今回は、冷静なリュウソウジャーの頭脳として戦いを導く「叡智の騎士」リュウソウブルー/メルト役の綱啓永がインタビューに登場。一年間にわたって参加したドラマ作りへの思い、CD化が決定したFLTについて聞いた。

――一年間メルトを演じてきて、綱さんご自身が「自分のここは成長したな」と感じたのはどんなところでしょう。

いっぱいありますが、一番はお芝居が楽しくなったというところです。本当にやっていて楽しくて。クランクインしたばかりのころは、必死にもがいてばかりいたような気がします。始まる前は「メインキャストとして引っ張っていかなきゃ!」という思いだったんでが、いざ始まってみると、特に最初の数か月はもがくことしかできていない状態でした。
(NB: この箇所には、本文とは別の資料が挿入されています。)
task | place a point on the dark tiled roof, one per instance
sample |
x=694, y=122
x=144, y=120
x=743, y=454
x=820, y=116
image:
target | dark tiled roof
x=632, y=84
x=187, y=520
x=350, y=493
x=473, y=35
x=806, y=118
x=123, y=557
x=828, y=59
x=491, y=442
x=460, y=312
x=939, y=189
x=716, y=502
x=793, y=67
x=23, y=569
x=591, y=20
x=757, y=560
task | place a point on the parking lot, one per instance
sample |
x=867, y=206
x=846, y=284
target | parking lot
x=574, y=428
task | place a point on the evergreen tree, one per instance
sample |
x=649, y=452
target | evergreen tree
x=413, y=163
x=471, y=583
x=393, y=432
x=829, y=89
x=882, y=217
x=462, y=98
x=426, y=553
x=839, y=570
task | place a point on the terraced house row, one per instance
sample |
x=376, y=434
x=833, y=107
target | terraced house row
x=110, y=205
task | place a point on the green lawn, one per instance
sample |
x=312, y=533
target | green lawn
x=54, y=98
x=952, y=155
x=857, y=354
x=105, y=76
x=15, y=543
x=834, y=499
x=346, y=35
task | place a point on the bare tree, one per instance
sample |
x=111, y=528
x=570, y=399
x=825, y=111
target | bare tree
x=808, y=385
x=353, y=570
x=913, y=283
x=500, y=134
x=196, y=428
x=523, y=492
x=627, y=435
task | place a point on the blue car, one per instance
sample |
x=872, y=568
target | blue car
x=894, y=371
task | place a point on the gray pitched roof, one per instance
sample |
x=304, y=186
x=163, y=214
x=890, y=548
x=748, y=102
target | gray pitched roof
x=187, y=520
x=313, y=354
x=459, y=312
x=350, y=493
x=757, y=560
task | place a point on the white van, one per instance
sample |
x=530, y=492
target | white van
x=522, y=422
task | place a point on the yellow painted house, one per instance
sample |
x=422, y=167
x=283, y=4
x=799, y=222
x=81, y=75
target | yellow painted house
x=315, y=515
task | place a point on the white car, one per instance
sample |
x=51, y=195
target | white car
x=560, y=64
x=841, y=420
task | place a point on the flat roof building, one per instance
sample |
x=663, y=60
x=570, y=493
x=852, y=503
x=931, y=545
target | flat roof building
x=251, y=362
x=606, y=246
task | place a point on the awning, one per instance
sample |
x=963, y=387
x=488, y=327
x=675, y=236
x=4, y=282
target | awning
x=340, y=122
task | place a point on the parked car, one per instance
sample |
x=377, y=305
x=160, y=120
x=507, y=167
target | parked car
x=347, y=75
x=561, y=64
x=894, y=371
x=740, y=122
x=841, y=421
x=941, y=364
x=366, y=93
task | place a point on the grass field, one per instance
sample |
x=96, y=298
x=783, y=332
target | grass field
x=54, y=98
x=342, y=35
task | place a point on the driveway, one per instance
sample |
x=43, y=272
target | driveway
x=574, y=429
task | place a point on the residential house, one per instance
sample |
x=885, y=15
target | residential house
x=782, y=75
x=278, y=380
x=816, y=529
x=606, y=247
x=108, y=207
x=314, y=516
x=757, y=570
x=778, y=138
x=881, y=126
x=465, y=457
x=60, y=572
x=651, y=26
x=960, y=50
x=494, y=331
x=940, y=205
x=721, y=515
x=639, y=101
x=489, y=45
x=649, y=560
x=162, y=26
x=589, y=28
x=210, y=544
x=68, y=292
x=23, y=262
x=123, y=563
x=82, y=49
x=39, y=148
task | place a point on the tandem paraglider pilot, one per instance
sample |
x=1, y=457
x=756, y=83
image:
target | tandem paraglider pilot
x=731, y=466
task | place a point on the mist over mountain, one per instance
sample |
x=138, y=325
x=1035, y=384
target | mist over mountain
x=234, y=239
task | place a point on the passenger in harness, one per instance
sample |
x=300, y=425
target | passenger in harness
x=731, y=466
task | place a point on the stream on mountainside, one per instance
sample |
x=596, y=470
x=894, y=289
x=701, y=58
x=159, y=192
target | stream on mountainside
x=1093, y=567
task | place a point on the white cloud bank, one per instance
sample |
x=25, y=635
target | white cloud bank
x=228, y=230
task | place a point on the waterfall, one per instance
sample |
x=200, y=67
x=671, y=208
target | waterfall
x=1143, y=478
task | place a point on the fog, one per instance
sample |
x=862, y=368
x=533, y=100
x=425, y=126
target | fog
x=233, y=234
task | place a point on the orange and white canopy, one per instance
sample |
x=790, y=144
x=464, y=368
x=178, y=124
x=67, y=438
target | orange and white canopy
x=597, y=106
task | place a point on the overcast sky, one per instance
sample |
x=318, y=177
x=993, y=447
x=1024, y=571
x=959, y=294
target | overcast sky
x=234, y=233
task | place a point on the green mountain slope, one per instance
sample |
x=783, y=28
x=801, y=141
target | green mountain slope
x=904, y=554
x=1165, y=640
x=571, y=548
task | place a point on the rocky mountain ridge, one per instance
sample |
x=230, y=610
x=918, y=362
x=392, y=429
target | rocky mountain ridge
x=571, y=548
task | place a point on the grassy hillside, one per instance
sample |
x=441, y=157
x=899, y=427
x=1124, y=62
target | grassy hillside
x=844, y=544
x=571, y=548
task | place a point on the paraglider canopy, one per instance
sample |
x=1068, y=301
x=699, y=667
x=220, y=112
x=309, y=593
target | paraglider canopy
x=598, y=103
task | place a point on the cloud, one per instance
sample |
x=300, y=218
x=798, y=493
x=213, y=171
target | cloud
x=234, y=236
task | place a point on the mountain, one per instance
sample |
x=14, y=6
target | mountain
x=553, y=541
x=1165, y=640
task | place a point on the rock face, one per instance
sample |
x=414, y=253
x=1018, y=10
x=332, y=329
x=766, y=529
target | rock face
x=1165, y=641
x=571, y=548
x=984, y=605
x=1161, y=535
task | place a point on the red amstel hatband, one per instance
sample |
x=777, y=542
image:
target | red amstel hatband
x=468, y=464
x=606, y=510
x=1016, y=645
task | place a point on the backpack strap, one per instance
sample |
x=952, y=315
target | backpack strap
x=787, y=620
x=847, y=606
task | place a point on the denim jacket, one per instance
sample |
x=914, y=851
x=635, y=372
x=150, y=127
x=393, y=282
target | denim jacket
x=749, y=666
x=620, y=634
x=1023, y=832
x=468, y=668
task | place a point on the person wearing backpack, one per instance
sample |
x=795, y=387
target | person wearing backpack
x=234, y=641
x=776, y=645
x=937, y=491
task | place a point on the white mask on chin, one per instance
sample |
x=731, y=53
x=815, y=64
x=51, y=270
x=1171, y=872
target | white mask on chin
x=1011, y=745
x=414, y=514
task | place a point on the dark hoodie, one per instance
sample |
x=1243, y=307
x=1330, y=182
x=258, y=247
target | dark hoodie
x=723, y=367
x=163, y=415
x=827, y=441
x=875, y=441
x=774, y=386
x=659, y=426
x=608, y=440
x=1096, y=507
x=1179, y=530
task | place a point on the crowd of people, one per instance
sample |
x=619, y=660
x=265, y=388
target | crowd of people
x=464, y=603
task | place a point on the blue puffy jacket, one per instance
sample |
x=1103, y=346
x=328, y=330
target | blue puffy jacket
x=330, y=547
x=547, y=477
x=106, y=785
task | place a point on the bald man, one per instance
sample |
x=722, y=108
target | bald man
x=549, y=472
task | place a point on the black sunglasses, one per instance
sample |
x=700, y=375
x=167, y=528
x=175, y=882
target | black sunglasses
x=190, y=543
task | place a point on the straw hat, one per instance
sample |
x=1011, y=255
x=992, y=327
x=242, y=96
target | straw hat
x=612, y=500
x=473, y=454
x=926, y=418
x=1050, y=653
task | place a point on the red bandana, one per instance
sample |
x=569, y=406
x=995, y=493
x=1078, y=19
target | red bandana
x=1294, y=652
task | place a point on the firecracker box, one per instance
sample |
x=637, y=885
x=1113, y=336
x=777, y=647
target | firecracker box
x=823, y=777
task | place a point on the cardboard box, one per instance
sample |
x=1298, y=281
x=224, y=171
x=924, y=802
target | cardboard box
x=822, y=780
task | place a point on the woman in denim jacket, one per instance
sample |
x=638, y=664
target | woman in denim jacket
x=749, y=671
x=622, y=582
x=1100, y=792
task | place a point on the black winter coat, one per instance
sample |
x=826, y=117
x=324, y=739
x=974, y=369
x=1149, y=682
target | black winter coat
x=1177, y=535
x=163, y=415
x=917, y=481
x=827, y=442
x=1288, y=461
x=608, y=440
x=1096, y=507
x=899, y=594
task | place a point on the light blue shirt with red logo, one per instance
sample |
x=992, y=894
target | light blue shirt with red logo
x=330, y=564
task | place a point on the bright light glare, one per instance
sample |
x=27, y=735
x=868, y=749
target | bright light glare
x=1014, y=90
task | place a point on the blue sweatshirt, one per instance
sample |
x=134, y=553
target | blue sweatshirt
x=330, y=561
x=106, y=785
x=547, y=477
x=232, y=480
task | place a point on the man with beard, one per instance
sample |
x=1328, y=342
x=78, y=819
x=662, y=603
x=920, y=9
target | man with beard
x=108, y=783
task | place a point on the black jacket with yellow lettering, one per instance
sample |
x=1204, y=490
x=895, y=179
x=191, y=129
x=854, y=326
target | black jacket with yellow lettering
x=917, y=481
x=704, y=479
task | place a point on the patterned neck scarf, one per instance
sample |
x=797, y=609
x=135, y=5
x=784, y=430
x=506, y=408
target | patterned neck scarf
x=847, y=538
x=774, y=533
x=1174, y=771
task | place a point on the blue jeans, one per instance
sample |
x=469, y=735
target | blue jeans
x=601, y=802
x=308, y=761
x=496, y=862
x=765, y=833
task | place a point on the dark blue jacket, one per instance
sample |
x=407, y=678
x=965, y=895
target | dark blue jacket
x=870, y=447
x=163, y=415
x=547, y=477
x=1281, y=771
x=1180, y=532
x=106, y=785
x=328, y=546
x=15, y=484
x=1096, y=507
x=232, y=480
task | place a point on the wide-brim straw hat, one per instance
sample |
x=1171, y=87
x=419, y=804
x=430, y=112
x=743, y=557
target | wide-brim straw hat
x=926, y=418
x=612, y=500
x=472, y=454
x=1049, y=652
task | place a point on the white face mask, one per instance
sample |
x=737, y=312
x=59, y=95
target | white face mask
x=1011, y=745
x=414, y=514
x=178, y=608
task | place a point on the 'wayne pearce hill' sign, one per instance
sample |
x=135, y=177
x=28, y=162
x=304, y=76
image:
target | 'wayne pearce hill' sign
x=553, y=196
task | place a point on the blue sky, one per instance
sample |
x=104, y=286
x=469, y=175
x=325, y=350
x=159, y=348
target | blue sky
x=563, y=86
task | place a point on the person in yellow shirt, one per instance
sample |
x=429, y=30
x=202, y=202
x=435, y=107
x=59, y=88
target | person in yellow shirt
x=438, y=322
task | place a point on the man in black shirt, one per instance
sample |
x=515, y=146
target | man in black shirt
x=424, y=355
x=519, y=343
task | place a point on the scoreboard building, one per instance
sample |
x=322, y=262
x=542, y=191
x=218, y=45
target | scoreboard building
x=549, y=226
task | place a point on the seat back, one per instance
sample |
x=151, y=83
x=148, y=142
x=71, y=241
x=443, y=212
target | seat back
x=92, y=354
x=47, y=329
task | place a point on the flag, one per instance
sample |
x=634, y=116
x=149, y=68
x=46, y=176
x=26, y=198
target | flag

終盤は引っ張るまではいかなくとも、メインキャストの一人として、作品を作る一員として全力を注ぐため、役に向き合うためにかける時間も変わりました。一年経ってやっとかよ!って感じですけど、アドリブも入れられるようになったし、メルトを演じることがすごく楽しかったですね。

――例えば、バンバであれば最初は寡黙で無愛想だけれど、回を追うごとに少しずつ心を開いていくなど、キャラクターの変化が演じる上であるのではないかと思います。メルトを演じるにあたって、全体を通して芝居の組み立てを意識していた部分はありましたか?

僕は戦隊のブルーの戦士は"クール"という印象を持っていて、メルトは冷静であればいいんだなと最初のうちは思っていたんです。実際にいただいたキャラクター像も、努力家で知識があって、初見のものには弱いけど、復習するから二度目は強いという勉強熱心なキャラであると。でも、イジられるようになりだしてからは、自分自身もお芝居をしているのが楽しくなりました。

――イジられる姿もメルトの魅力ですよね。第32話「憎悪の雨が止む時」では、ジャックオーランタンマイナソーの七色の雨に打たれたオトちゃんに「笑顔が嘘くさいんだよ!」と責められるシーンもあり、めちゃくちゃはまりましたよね。

あれひどいですよね笑。最初に台本を読んだとき驚きました。脚本家さんひどいなって笑。

――そしてティラミーゴが絶対に名前を覚えてくれないという。

そこもメルトのキャラクターのおもしろいところです。からかっているんですよね。そういう扱いに対して流そうとするけど、我慢できなくなるという。全体を通して、バンバだったら女性との関係性が多く描かれていますよね。メルトはそれがオトちゃんやティラミーゴ、幼なじみなんです。一年を通していろんな人との関係性が広がったことでキャラクターの幅が出たんじゃないかと思います。

――メルトはモテるタイプではないけどピンポイントでモテるんですよね。

そうなんですよ! 僕からしてもメルトはモテないだろうなって思います。まじめすぎるし、おもしろくないし……でもオトちゃんが好きでいてくれていますから、うれしいですね!

――さっき隣りでインタビューをしていたリュウソウゴールド/カナロ役の兵頭功海さんが「気が散るな~笑」と反応されていましたが、オトちゃんをめぐるバチバチがここでもあるんですね。舞台挨拶でもオトちゃんをめぐり、二人の掛け合いが起きることもありましたね。

そういうところが演技でも出ていたのがよかったのかもしれませんね。